University Of Utah, Salt Lake City UT

Investigators

Abstract

Milton 0707978 Superlenses achieve resolution finer than convential lenses, and have some startling properties, such as making polarizable dipoles essentially invisible if they lie within a critical distance of the lens. This project improves our understanding of superlenses and invisibility, particularly for spherical superlenses, which not only superresolve but also magnify. It also seeks to characterize exotic electromagnetic behaviors that composite materials formed from constituent materials with extreme properties can exhibit in the quasistatic limit, where the wavelength of the time-harmonic radiation is much larger than the microstructure. The investigator also studies a new class of material named "massnetic materials." These have in their microstructure collections of spinning tops, each situated in a cavity in the body, and each weighted on one side by a mass that allows one to increase or decrease the spin of each top by appropriately oscillating the body. These materials should be able to store and release energy on the microscale.

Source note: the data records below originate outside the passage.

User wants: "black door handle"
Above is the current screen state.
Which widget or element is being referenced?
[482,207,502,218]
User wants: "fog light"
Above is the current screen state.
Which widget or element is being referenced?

The investigator also explores new equations of elastodynamics, and studies novel microstructures with the unusual property that their average momentum depends not just on their overall velocity, but also on how they are deformed, i.e. on their strain. Metamaterials, i.e. composite materials with properties unachievable in ordinary materials, have attracted a great deal of interest and are beginning to revolutionize our understanding of materials and the properties they can exhibit. More technogical applications of these materials are now possible due to advances in our ability to tailor the microstructure of substances, for instance through nanotechnology. This project studies how composites can be constructed from high contrast materials to exhibit elastic and electromagnetic properties far richer than existing materials. In the defence, automotive, aerospace, electronics, and other manufacturing and telecommunication industries there is a constant need for new materials. The impact of such new materials is likely to be greatest when their properties are radically different from any material we know. The project could lead to the development of whole classes of radically different new materials with novel properties. Also it should give a much needed firm theoretical foundation to Pendry's work on spherical superlenses, and enhance our understanding of invisibility.